SURABAYA,BANGSAONLINE.com - Advokat muda Yuenchi Arwindi membantah tuduhan yang mengaitkan dirinya dengan mantan Jaksa Agung Muda Tindak Pidana Khusus (Jampidsus) Febrie Adriansyah.
Ia menegaskan seluruh informasi yang beredar di media sosial maupun sejumlah media daring tidak benar.
Isu yang beredar menyebut Yuenchi sebagai wanita simpanan sekaligus pihak yang diduga menjadi tempat penitipan aset milik Febrie Adriansyah.
Melalui sebuah video klarifikasi, Yuenchi menyatakan di bawah sumpah bahwa tuduhan tersebut tidak memiliki dasar.
"Dengan ini saya menyatakan sebenar-benarnya sumpah demi Allah, demi Tuhan Yang Maha Esa, tuduhan tersebut sebagai simpanan ataupun ani-ani serta penyimpanan aset ataupun menerima uang bayaran rupiah adalah tidak benar dan tidak berdasar," tegas Yuenchi Arwindi.
Anggota Perhimpunan Advokat Indonesia (PERADI) itu menegaskan selama ini menjalankan profesinya secara profesional dengan mematuhi ketentuan hukum dan menjunjung tinggi kode etik advokat sejak resmi disumpah. Ia juga mengaku tidak memiliki hubungan pribadi dengan Febrie Adriansyah.
"Saya menegaskan bahwa saya tidak pernah bertemu dengan beliau ataupun melakukan komunikasi melalui telepon atau pesan serta komunikasi yang lainnya," ujar Yuenchi.
Yuenchi menduga namanya dikaitkan dengan isu tersebut karena riwayat pekerjaannya di masa lalu.
Ia mengaku pernah berprofesi sebagai advokat di salah satu kantor hukum berinisial "BS" yang berlokasi di sekitar kawasan Kantor Kejaksaan Agung.
Meski demikian, ia menegaskan seluruh aktivitasnya di kantor hukum tersebut dilakukan secara profesional dan tidak melanggar ketentuan hukum.

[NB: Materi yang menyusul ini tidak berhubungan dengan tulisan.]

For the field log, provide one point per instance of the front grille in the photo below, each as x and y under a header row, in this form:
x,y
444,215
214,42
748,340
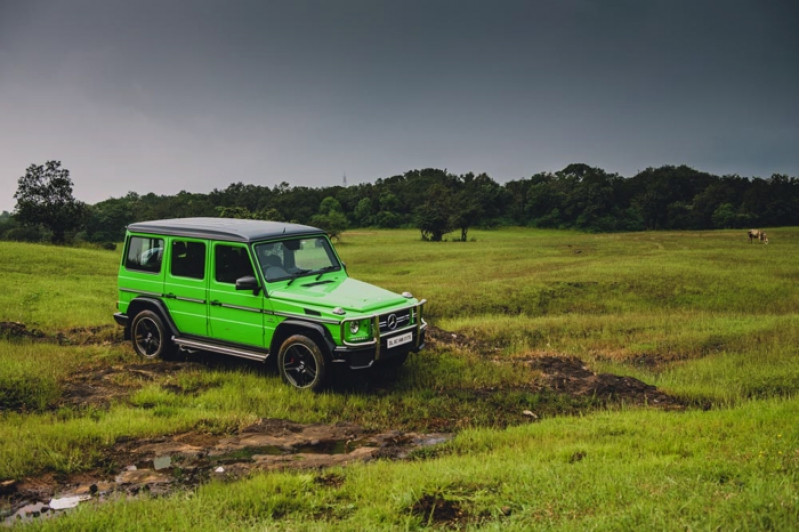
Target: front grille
x,y
393,321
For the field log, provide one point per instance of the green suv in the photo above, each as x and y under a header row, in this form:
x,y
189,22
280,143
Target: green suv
x,y
254,289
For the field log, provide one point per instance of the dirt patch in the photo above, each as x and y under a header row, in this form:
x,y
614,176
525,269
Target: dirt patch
x,y
14,330
571,376
169,463
100,387
435,509
436,336
568,375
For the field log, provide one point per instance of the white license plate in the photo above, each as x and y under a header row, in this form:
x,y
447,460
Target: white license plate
x,y
399,340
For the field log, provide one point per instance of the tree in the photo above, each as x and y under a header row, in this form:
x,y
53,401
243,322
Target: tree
x,y
434,216
330,217
44,197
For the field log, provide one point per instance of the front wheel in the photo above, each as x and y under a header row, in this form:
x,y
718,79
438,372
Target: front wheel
x,y
149,336
301,363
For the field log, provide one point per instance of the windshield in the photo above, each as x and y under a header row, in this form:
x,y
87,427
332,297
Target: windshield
x,y
288,259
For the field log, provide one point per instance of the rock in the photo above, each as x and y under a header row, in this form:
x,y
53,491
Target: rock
x,y
71,501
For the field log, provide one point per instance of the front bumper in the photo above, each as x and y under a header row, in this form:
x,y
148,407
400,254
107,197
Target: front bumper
x,y
367,356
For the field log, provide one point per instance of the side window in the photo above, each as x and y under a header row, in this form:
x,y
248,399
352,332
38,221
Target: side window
x,y
188,259
145,253
230,263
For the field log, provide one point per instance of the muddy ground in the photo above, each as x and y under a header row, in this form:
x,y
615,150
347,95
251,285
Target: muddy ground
x,y
180,461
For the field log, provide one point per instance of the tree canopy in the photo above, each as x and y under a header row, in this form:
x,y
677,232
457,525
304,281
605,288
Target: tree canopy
x,y
433,201
44,198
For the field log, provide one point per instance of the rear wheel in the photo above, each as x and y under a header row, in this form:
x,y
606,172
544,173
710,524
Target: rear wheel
x,y
149,335
301,363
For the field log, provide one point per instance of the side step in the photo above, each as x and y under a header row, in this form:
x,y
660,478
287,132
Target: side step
x,y
186,343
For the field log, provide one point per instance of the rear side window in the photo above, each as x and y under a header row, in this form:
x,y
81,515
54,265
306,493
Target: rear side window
x,y
230,263
188,259
145,253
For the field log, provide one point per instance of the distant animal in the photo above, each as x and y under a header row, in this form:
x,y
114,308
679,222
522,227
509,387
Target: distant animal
x,y
757,234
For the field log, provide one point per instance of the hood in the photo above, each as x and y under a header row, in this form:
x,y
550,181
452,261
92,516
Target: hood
x,y
350,294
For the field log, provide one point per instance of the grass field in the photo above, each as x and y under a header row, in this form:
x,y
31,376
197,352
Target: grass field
x,y
705,317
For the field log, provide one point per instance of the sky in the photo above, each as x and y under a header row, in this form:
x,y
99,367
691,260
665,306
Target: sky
x,y
163,96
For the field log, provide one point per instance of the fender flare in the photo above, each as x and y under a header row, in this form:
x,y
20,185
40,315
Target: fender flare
x,y
150,303
281,334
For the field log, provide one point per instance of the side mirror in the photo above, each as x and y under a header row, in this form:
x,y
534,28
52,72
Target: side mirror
x,y
248,282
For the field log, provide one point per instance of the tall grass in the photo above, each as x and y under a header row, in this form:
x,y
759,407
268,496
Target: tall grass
x,y
57,288
702,315
727,469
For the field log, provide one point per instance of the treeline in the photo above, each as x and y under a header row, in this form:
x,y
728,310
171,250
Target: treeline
x,y
439,203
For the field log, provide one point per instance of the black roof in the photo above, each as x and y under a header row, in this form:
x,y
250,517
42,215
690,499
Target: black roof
x,y
230,229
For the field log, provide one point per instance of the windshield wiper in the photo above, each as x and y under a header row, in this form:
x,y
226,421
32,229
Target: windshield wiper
x,y
299,273
323,271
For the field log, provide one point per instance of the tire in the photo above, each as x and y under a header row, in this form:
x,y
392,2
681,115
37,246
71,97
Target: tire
x,y
149,336
302,364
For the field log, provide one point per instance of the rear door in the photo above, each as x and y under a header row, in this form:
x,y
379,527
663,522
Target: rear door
x,y
235,316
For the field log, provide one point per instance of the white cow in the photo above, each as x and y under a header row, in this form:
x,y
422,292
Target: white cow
x,y
758,234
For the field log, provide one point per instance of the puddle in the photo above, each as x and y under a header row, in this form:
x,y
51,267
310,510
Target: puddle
x,y
169,463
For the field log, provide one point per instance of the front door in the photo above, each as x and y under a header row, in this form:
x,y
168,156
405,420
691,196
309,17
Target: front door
x,y
186,296
234,315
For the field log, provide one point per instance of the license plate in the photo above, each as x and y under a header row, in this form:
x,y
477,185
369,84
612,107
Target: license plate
x,y
399,340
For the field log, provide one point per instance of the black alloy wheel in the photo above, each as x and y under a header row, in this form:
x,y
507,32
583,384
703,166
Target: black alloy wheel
x,y
148,334
301,363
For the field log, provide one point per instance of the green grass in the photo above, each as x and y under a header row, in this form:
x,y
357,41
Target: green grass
x,y
704,316
726,469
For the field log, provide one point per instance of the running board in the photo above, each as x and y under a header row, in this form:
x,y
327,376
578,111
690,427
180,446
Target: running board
x,y
223,349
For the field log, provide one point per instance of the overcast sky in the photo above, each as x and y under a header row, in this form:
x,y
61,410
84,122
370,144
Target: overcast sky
x,y
167,95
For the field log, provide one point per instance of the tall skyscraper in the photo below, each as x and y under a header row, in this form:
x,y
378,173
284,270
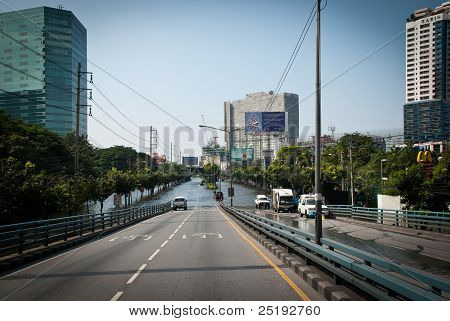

Merasa nama baik, kehormatan, dan martabat profesinya telah dirugikan, Yuenchi bersama tim kuasa hukumnya tengah menyiapkan langkah hukum terhadap pihak-pihak yang menyebarkan informasi tersebut.
"Saat ini saya dan tim saya sedang melakukan pendataan terhadap akun-akun ataupun media sosial yang menyebarkan informasi yang tidak benar mengenai saya. Terhadap pihak-pihak tersebut, saya akan mengambil langkah hukum sesuai dengan peraturan perundang-undangan yang berlaku," jelasnya. (van)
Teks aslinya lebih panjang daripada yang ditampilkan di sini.